AFI Festival: Out of the Furnace (★★★)

out_of_the_furnace_ver2With a cast of this caliber, you wouldn’t expect anything but one of the greatest films of the year. Unfortunately, Out of the Furnace misses the mark in terms of overall excellence, though it still manages to deliver some truly outstanding performances from its two main stars: Christian Bale and Casey Affleck.

Bale is Russell Baze, a mill worker living a simple life in small-town Pennsylvania with Lena (Zoe Saldana). He drives an old truck, constantly bails his younger brother Rodney (Affleck) out of one jam or another, and cares deeply about his family as evidenced by his visits to his dying father’s bedside. Bale shines in his role. He is not Christian Bale playing Russell. He is Russell, disappearing into the part the moment a tragic event sets off a chain reaction that will change everyone’s life, and not for the better.

Bale is truly a gifted actor. His talent is seemingly limitless and he is certainly at his best in Out of the Furnace. He is able to convey so much emotion without words, a skill upon which he draws multiple times through the course of the film. He’s shown this ability before, in notable roles in American Psycho and The Machinist, but it seems somehow more important here perhaps because of the gravity of the work, a depth which is etched into his face.

Equally compelling is Casey Affleck as younger brother Rodney, a recently returned Iraq veteran who can’t seem to keep himself out of trouble as he falls victim to the 2008 economy and his own post-traumatic stress. He is a dutiful brother, though defiant and determined to make his own way, any way he can. Which, for Rodney, means taking fights for local thug John Petty (Willem Dafoe). Unfortunately for Rodney, this determination takes him down a dark and dangerous path. Affleck gives an outstanding performance, holding his own in scene after scene with Bale. Together, the two share some incredibly moving moments. One scene in particular, where Rodney explains just why he feels he has to resort to fighting for Petty, is full of emotion so intense and raw I felt like I was eavesdropping on a very personal conversation.

The rest of the cast is good, though terribly under-utilized. The film opens on Woody Harrelson‘s Curtis DeGroate, a rough and violent hillbilly. While the scene establishes his character as someone you don’t want to cross, the rest of Harrelson’s screen time is given to small moments in which we catches glimpses of his terrible nature, never fully fleshing it out until a key confrontation between himself and Petty. And even that scene gives the audience a passing moment that seems out of character for film’s most evil man.

Forest Whitaker plays Sheriff Barnes and his time on the screen is limited to a few moments and very few scenes. None of which are really key scenes to the movie. Whitaker is a brilliant actor and likely would have been great, if given the opportunity. And Sam Shepard is almost forgotten as Russell and Rodney’s uncle Red. It’s as if director Scott Cooper occasionally found Shepard wandering the set and said, “Oh, hey, will you shoot a quick scene with us?”

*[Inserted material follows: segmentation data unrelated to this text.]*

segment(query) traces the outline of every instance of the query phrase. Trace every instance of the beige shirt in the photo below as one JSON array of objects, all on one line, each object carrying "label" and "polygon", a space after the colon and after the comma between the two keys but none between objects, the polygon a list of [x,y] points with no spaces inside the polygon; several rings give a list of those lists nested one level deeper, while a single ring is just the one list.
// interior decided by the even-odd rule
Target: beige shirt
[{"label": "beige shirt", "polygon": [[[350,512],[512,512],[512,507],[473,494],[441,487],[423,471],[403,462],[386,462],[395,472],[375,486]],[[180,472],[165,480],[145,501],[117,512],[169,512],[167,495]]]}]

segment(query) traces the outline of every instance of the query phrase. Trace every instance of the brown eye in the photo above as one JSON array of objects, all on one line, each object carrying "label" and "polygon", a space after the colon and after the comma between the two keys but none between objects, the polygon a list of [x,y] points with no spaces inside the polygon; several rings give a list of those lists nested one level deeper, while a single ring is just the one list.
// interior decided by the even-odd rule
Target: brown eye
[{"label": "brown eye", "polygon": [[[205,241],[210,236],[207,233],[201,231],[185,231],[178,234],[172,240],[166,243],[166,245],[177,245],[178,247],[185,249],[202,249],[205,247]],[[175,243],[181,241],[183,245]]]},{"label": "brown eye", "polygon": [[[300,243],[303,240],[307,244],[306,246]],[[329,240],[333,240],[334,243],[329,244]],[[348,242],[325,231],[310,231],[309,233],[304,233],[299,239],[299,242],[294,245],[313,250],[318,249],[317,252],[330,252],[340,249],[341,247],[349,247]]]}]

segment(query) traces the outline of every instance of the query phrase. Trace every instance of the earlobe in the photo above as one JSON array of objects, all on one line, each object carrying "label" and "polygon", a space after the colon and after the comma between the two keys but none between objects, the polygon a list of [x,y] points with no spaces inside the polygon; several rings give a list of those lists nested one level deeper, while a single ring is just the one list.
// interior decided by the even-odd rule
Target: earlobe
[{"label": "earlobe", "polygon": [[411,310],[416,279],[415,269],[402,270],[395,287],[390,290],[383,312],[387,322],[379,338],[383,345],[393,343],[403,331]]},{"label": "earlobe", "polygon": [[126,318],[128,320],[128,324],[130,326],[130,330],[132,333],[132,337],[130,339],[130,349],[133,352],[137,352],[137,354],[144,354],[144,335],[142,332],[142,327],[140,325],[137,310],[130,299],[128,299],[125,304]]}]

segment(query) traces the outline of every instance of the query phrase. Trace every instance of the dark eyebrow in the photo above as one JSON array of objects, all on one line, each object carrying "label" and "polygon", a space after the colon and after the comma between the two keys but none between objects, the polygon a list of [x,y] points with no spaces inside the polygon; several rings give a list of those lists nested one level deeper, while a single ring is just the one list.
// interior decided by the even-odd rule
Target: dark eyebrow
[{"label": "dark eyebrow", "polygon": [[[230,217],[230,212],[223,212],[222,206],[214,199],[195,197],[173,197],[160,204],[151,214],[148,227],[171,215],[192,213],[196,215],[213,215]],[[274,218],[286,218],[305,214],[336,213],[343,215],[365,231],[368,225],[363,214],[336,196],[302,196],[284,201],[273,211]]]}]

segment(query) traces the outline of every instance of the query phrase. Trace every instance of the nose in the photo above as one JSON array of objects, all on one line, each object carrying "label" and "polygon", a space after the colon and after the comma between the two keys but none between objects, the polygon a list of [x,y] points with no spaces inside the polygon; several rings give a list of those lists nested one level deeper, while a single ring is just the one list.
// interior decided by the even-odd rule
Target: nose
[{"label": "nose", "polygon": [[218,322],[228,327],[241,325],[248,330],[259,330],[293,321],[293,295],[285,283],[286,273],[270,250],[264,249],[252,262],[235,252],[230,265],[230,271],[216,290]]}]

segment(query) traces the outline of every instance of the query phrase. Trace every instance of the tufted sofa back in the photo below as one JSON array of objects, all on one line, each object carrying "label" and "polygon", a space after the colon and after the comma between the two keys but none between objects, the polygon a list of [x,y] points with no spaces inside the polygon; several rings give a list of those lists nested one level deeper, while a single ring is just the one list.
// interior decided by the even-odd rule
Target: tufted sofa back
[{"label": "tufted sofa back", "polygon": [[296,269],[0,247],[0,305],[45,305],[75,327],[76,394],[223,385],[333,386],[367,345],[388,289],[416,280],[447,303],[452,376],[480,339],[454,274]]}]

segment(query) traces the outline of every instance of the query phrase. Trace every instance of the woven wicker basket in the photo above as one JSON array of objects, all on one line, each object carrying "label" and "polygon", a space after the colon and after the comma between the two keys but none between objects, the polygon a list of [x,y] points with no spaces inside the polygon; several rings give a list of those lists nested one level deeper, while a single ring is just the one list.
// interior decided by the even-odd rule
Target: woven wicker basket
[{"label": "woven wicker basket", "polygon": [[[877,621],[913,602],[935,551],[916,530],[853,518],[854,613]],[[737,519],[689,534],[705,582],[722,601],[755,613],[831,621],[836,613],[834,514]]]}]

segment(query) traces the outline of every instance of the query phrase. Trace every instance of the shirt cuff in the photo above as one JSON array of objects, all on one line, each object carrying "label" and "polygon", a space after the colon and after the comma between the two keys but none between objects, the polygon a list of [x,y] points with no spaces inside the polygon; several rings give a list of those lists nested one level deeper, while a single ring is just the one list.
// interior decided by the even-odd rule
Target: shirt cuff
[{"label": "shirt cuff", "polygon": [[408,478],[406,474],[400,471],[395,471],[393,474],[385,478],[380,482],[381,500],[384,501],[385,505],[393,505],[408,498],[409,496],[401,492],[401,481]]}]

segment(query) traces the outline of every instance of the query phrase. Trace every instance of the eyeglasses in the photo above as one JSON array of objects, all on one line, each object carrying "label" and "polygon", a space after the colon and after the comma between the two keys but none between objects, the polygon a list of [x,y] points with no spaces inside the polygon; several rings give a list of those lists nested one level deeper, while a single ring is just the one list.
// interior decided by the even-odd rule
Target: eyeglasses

Out-of-the-furnace_1Pacing was another problem with Out of the Furnace. There is nothing to indicate the passage of time, although you know time has passed by virtue of what is going on in the story. After a terrible incident in the beginning, Russell spends some time in prison. How long he’s there is completely unclear, although you know it’s at least a few months. Maybe longer. This pacing problem remains an issue throughout the film and is distracting for someone like me who constantly needs to know what time it is.

What is done well, however, is in the development of Cooper’s characters, as well as setting the scene for the Pennsylvania town where the Baze brothers live, and particularly the derelict house in rural New Jersey that DeGroate calls home. The town and this house almost become additional characters in the story revealing nearly as much about the people as they do themselves.

There is also a feeling of moral ambiguity that persists through particularly the latter half of the film. How far can a man go to make something right? What is acceptable and how far is too far?

One final frustration was the very final shot of the film. Talk about ambiguity. I was left feeling confused and unsettled, which is probably intentional, but this final shot left me wondering what exactly had just happened and were there any consequences.

Cooper’s film is good, but not great. It asks a lot of important questions and wisely does not answer them. But it stops short of becoming a truly great film in its execution. This will surely not be a Best Picture contender, unfortunate with such memorable and captivating performances.